REPUBLIKA.CO.ID, JAKARTA -- Beauty influencer Tasya Farasya menjalani sidang perceraian perdana dengan mantan suaminya, Ahmad Assegaf, pada Rabu (24/9/2025). Dalam tuntutan gugatannya, Tasya mengajukan nafkah sebesar Rp100. Angka ini muncul sebagai bentuk kekecewaannya karena selama tujuh tahun pernikahan Tasya mengaku tidak mendapat nafkah yang layak.
Berbicara mengenai nafkah suami terhadap istri, bagaimana hukumnya menurut Islam?
Mengutip laman Pengadilan Agama, disebutkan bahwa para ahli fikih telah sependapat bahwa nafkah terhadap istri itu wajib atas suami yang merdeka dan berada di tempat. Mengenai suami yang bepergian jauh, maka jumhur fuqaha tetap mewajibkan suami atas nafkah untuk istrinya, sedangkan Imam Abu Hanifah tidak mewajibkan kecuali dengan putusan penguasa.
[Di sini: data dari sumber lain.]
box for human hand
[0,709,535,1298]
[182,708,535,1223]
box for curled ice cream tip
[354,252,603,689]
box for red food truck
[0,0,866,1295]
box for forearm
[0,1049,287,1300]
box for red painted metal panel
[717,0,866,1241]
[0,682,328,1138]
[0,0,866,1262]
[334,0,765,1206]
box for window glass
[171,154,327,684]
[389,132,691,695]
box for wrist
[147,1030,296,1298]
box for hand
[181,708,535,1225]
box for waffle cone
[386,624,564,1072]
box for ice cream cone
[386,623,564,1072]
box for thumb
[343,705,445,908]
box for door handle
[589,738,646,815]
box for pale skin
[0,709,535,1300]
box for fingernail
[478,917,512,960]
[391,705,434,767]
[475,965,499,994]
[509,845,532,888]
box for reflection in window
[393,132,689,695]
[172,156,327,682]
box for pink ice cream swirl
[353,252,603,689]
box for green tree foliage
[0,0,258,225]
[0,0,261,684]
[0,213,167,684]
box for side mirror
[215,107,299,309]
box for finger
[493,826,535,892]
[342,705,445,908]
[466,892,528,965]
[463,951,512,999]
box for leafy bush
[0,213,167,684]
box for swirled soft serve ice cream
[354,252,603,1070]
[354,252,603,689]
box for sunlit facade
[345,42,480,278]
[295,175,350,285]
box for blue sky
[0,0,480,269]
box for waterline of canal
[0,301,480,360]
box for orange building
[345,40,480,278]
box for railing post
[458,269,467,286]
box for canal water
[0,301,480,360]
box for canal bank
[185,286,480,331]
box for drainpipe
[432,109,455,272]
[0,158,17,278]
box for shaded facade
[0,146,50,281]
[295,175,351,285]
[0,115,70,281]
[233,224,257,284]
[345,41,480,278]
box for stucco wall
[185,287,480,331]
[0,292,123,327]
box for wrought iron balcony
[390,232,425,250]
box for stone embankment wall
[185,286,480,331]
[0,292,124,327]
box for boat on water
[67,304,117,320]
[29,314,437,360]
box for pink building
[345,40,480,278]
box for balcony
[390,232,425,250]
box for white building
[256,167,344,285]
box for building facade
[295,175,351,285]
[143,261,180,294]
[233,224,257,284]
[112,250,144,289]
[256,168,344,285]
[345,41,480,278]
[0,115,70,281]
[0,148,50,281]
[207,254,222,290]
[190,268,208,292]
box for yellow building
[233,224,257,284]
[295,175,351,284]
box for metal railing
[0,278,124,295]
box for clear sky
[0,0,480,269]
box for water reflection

Tentang kewajiban nafkah ini telah dijelaskan Allah SWT dalam Alquran surat al-Baqarah ayat 233, yang artinya: "Para ibu hendaklah menyusukan anak-anaknya selama dua tahun penuh, yaitu bagi yang ingin menyempurnakan penyusuan. Dan kewajliban ayah memberi makan dan pakaian kepada para ibu dengan cara ma'ruf. Seseorang tidak dibebani melainkan menurut kadar kesanggupannya".
Jenis nafkah
Dalam buku Kompilasi Hukum Islam (KHI), tepatnya dalam Pasal 80 ayat (2) dan ayat (4), dijelaskan bahwa seorang suami wajib melindungi istrinya dan memberikan segala kebutuhan hidup rumah tangga sesuai dengan kemampuan dan penghasilannya. Adapun jenis-jenis nafkah yang wajib diberikan suami meliputi:
1. Nafkah, kiswah, dan tempat tinggal. Nafkah kiswah merupakan kewajiban untuk memberikan nafkah pakaian atau sandang yang layak kepada istrinya sebagai bentuk belanja hidup sehari-hari.
2. Biaya rumah tangga, biaya perawatan dan biaya pengobatan anak dan istrinya.
3. Biaya pendidikan anak.
Kapan kewajiban nafkah ini berawal?
Para ulama kalangan Hanafiah berpendapat, kewajiban memberi nafkah ini mulai dibebankan kepada suami setelah berlangsungnya akad nikah yang sah, meskipun sang isteri belum berpindah ke rumah suaminya. Dasar pendapat mereka, diantara konsekuensi dari akad yang sah, ialah sang isteri menjadi tawanan bagi suaminya. Dan apabila istri menolak berpindah ke rumah suaminya tanpa ada udzur syar'i setelah suaminya memintanya, maka ia tidak berhak mendapat nafkah dikarenakan istri telah berbuat durhaka (nusyuz) kepada suaminya dengan menolak permintaan suaminya tersebut.
Sedangkan ulama dari kalangan Syafi'iyyah, Malikiyyah dan Hanabilah berpendapat, kewajiban nafkah belum jatuh kepada suami hanya dengan akad nikah semata-mata. Kewajiban itu mulai berawal ketika sang istri telah menyerahkan dirinya kepada suami, atau ketika sang suami telah mencampurinya, atau ketika sang suami menolak memboyong isterinya ke rumahnya, padahal sang istri telah meminta hal itu darinya.